About Cycling '74
Max - sometimes called Max/MSP - and RNBO are interactive visual programming tools made by a software company called Cycling '74. We also develop Max for Live with Ableton.
A Brief History
Cycling ’74 was founded in 1997 by David Zicarelli, who since the late 1980s has been a developer of the Max programming environment originally created at IRCAM by Miller Puckette. The company initially sold an add-on to Max called MSP but soon took over the development and sales of Max itself from Opcode Systems.
In 1998, we opened our first office for sales and administration in the South of Market neighborhood of San Francisco just in time to get some cheap office furniture out of the dot-com crash. After a couple of moves to other converted residential spaces in SOMA, we closed our office in 2013 due to lack of employee interest, becoming a fully distributed organization.
In addition to Max and MSP, the company has expanded its software offerings with Jitter in 2001, Max for Live (co-developed with Ableton) in 2009, Gen in 2011, and RNBO in 2022. We've also convened an occasional Max conference called Expo '74, and hope to do so again in the near future.

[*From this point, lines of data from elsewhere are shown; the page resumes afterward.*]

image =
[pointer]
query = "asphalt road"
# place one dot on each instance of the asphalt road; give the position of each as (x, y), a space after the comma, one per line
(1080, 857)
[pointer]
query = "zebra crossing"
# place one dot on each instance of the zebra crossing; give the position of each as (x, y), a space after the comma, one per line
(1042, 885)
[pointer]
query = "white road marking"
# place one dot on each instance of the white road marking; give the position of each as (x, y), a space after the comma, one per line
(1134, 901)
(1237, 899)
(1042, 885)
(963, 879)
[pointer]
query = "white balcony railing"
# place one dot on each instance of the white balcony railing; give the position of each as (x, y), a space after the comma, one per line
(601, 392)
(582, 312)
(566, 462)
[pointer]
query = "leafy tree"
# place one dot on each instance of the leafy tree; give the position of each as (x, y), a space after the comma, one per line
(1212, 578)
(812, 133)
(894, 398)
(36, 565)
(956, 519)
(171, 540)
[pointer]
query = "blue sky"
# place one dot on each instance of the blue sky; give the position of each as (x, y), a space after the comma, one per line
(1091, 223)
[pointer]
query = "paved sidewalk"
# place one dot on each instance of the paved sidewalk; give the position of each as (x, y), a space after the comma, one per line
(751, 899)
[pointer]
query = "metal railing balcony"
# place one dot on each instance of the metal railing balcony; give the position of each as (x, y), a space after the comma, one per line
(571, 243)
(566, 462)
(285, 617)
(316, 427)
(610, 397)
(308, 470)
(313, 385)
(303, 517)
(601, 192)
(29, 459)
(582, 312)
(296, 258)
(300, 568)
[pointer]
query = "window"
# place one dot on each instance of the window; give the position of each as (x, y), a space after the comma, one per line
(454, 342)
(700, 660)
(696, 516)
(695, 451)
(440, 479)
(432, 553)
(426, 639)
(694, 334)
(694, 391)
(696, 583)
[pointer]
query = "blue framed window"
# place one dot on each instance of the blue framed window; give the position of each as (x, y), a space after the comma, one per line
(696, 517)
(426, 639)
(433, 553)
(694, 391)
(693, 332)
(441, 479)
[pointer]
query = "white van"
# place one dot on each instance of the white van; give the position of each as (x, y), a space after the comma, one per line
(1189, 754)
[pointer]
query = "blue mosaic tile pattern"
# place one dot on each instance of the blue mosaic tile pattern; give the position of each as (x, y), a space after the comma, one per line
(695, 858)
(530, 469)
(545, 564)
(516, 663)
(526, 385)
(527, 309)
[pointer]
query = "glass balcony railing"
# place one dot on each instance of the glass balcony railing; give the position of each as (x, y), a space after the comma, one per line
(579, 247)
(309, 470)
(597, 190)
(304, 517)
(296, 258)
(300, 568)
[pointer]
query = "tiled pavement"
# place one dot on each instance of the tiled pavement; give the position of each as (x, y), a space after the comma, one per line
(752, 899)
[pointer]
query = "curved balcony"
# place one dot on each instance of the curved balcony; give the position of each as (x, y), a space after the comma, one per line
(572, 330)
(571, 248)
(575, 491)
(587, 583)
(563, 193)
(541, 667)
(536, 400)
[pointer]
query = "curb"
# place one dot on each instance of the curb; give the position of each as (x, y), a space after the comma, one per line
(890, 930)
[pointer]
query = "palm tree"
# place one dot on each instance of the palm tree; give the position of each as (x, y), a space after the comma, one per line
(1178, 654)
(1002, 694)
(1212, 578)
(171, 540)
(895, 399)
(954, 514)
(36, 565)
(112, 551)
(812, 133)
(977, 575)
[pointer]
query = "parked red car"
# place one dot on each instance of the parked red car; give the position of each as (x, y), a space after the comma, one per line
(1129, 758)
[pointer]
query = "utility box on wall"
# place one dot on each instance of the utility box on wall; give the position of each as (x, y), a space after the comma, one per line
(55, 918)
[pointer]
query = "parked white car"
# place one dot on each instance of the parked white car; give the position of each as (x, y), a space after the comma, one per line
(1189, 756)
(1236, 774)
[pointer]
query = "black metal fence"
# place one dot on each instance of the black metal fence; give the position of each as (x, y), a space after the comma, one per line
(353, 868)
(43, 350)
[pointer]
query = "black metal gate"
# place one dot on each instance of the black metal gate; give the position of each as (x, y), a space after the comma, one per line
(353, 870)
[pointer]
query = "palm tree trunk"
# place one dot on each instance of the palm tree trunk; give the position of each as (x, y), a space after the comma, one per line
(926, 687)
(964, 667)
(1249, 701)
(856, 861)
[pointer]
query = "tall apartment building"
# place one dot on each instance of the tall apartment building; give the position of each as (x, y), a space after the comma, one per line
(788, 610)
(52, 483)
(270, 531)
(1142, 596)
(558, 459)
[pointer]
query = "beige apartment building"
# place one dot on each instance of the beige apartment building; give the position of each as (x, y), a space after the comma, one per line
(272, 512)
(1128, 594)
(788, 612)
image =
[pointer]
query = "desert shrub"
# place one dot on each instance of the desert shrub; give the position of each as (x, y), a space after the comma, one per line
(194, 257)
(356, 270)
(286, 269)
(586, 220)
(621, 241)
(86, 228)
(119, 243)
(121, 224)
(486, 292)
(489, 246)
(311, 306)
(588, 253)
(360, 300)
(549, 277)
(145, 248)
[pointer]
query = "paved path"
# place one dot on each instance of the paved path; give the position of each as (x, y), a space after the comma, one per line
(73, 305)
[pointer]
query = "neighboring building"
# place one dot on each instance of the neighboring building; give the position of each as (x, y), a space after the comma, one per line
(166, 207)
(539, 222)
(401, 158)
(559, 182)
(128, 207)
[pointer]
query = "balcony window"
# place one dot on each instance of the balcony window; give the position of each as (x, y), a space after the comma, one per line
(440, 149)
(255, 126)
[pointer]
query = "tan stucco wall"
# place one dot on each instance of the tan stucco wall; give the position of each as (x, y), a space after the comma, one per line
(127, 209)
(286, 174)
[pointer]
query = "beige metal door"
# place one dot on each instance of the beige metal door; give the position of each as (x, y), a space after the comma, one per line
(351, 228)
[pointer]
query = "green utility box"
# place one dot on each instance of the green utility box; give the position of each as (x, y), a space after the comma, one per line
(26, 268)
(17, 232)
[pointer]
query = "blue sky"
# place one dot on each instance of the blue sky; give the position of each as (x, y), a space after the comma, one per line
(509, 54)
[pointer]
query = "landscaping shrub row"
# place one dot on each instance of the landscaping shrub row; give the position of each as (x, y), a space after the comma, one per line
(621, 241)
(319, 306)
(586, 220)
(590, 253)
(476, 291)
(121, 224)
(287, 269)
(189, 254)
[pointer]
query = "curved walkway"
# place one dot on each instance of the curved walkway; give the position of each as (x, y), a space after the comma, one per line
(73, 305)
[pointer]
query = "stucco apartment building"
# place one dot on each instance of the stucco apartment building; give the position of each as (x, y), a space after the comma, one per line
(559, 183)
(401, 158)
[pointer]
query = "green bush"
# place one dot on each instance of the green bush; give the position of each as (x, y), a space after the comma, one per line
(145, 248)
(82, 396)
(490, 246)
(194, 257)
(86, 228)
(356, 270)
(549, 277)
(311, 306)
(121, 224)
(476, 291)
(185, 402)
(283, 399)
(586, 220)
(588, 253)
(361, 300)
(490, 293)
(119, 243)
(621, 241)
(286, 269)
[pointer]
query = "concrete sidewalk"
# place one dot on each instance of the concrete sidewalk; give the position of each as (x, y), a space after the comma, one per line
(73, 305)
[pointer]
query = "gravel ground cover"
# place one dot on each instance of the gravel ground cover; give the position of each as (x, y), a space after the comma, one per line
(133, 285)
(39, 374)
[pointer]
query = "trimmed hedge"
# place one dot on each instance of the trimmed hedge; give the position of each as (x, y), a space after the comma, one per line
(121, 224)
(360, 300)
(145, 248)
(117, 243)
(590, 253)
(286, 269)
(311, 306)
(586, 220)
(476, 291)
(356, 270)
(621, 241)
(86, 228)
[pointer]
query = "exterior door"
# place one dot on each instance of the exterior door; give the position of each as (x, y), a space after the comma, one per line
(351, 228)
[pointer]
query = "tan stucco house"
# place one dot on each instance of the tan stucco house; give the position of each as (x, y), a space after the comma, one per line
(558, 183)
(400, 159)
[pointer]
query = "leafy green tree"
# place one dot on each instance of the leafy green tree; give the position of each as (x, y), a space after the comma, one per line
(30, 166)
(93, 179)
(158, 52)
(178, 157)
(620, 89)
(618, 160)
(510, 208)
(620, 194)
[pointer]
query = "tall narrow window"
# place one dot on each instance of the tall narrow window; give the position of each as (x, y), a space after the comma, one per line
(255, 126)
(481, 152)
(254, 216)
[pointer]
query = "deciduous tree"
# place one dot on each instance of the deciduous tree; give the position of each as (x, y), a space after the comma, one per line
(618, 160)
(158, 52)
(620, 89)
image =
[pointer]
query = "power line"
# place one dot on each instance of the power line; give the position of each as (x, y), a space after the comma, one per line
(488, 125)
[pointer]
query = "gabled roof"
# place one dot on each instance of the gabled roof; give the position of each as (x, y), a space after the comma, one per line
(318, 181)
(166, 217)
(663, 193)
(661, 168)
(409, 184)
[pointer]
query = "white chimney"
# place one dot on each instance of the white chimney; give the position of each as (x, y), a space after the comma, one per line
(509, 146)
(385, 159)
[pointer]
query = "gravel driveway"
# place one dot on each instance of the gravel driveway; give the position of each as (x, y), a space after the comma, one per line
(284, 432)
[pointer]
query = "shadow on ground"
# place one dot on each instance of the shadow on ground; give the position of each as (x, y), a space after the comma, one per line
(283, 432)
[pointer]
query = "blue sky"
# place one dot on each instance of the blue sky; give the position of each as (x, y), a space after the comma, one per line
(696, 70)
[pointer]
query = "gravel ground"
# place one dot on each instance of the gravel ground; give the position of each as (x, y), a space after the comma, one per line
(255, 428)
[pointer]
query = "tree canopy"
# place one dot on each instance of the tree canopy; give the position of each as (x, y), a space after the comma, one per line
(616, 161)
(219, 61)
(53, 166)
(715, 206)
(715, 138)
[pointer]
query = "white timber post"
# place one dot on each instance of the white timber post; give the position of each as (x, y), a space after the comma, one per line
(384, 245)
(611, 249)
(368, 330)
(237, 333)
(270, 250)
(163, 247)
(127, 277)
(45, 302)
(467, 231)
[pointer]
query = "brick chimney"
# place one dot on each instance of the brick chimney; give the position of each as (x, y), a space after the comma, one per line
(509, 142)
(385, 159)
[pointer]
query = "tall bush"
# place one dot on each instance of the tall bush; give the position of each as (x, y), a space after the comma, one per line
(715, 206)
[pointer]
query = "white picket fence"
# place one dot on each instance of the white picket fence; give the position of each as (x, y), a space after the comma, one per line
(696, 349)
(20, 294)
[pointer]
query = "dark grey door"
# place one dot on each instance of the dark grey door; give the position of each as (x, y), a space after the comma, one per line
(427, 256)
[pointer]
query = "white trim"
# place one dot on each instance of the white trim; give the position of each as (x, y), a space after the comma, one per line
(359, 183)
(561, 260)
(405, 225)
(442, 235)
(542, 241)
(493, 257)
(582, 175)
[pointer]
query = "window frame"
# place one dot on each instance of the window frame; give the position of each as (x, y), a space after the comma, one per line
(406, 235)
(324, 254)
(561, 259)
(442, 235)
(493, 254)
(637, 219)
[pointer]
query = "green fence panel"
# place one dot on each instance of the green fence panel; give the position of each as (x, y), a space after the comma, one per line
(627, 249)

We currently have around 30 employees and consultants in the US, Canada, and Europe. And since you asked: yes, over the past 25+ years we have found that working remotely is a good thing. We encourage others to give it a try.
What's With the Name?
When David Z. was desperately in search of images to decorate the original site for selling some software he had created, a catalog from his childhood sporting images of stylish models posing on or near bicycles in San Francisco in 1974 magically appeared. Immediately upon opening the catalog, David was transported back to a simpler time when Brush Script was the font choice of the cool kids and no one dressed in black. A new direction was born, one that connected to the spirit of freedom, adventure and discovery made possible by Max and MSP.
Cycling ‘74 continues to this day to be, er, saddled with the burden of explaining to the uninitiated that while we believe in bicycles as a form of transportation, we neither sell nor service them.